Thousands of southerners dropped, covered and held yesterday for the nationwide civil defence drill, ShakeOut.
More than 24,000 southerners registered for the event, held to ensure people were prepared for civil defence emergencies.
Donovan Primary pupils Luke Hartley and Mytchell Carmichael, both 6, were colouring pictures of Stan the Civil Defence dog when the alarm sounded at 9.26am.
Luke said he knew about the Christchurch earthquakes - "the earthquake makes a crash and a crack in the ground" - while Mytchell said he got under the desk to practice keeping safe.
"We went under the table and we went under quickly so if the ground shakes and if a piece of the roof fell down, you're under the table so the roof won't hit you," Mytchell said.
However, he was unsure if the word "turtle" was the best way to describe what people needed to do under their desks.
"If you're a turtle, you don't have to duck down because turtles have shells."
Emergency Management Southland manager Neil Cruickshank said he was thrilled so many people had registered to take part in the ShakeOut.
"It's really great to see, especially participation from the schools. It's really important that they're on board, because they help pass the message onto the parents," Mr Cruickshank said.
Nationwide, more than 1.3 million people registered to take part.
At Southland Hospital's children's ward, patients ducked under tables, while an Environment Southland meeting was disrupted so staff and councillors could evacuate the building.
At the Alliance Lorneville meatworks, carpenters took cover under workshop benches as the emergency siren sounded before the site was evacuated.

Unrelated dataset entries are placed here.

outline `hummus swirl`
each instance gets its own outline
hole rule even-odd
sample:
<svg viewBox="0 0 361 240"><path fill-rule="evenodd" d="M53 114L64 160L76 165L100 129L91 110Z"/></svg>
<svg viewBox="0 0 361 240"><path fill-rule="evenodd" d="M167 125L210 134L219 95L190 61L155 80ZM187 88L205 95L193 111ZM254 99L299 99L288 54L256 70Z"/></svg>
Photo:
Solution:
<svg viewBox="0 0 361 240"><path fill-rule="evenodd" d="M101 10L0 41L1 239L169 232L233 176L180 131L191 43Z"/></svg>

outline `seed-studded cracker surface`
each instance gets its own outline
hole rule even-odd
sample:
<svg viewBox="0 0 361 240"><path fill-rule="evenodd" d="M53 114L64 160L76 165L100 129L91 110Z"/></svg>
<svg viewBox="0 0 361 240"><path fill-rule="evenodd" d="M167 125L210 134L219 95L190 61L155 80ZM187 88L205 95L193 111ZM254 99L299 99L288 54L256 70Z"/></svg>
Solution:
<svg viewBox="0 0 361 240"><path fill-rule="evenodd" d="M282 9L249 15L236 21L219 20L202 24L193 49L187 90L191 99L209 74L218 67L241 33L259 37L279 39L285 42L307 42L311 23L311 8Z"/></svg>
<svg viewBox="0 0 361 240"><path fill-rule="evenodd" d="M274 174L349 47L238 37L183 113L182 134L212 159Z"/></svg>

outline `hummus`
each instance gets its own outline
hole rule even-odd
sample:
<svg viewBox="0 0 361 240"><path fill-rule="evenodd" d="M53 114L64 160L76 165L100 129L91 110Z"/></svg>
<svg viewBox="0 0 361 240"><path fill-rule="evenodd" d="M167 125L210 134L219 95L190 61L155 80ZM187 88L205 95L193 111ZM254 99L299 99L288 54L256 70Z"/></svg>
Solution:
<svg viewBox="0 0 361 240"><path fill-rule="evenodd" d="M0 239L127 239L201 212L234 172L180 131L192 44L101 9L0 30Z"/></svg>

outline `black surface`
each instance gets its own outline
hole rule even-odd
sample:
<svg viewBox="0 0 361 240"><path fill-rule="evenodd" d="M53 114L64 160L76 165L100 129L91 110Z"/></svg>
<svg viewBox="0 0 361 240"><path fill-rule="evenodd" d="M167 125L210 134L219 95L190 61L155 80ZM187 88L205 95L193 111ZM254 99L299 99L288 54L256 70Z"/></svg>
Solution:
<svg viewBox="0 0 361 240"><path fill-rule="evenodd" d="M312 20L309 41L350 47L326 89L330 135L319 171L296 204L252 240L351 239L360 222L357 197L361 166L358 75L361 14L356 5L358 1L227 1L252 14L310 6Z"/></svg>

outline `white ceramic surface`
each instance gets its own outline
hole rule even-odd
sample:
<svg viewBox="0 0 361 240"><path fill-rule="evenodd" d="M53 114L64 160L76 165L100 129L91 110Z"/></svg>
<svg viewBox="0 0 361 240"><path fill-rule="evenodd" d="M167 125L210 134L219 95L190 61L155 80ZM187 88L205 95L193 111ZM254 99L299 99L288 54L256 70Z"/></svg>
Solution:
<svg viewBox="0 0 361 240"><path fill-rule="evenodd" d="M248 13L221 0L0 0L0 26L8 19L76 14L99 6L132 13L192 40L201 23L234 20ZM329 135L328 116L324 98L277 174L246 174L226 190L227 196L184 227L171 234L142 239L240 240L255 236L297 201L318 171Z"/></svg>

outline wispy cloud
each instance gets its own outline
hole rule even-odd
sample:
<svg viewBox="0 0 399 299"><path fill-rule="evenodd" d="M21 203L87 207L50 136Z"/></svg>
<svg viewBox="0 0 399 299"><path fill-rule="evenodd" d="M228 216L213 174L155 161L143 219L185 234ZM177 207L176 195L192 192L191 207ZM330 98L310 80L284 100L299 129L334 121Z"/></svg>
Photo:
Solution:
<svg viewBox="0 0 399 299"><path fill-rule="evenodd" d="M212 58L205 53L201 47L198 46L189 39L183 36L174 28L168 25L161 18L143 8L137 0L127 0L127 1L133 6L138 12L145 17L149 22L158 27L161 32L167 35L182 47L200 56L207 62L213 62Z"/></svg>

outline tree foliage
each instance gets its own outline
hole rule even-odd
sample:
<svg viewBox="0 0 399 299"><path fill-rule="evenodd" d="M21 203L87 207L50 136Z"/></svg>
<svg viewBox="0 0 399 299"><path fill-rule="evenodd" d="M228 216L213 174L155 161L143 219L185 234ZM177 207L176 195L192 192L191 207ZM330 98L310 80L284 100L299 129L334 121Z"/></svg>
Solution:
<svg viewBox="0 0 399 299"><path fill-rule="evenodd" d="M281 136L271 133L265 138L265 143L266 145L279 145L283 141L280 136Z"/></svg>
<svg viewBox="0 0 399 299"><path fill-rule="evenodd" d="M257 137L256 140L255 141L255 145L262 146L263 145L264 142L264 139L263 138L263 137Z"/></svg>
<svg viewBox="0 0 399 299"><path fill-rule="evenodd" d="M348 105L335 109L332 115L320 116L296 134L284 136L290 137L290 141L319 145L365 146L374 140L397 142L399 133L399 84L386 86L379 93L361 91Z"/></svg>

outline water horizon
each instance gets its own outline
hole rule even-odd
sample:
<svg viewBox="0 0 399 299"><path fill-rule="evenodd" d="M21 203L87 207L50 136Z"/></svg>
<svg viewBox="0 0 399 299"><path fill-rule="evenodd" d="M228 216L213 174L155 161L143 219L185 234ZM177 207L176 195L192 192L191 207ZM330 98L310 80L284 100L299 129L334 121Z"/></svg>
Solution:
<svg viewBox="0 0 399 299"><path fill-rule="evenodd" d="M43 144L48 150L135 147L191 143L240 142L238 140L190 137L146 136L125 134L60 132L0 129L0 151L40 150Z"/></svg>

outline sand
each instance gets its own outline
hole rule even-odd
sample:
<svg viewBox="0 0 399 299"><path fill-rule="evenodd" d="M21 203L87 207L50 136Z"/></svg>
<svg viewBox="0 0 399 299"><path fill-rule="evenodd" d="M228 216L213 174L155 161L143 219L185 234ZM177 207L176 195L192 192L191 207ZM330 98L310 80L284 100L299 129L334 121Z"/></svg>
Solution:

The works' emergency rescue team then staged a "rescue" of two dummies trapped in rubble, before patching up "walking wounded".
At Queenstown Primary School, pupils raced under desks before evacuating to the school field, while at the Clyde dam 40 staff took part in the drill.
Terrace Kindergarten head teacher Coralie Reid said drills had become part of the children's routine, particularly as the kindergarten had hosted displaced Christchurch children after last year's earthquake.
Queenstown Lakes District Council emergency manager Jon Mitchell said more than 7500 people had registered to take part.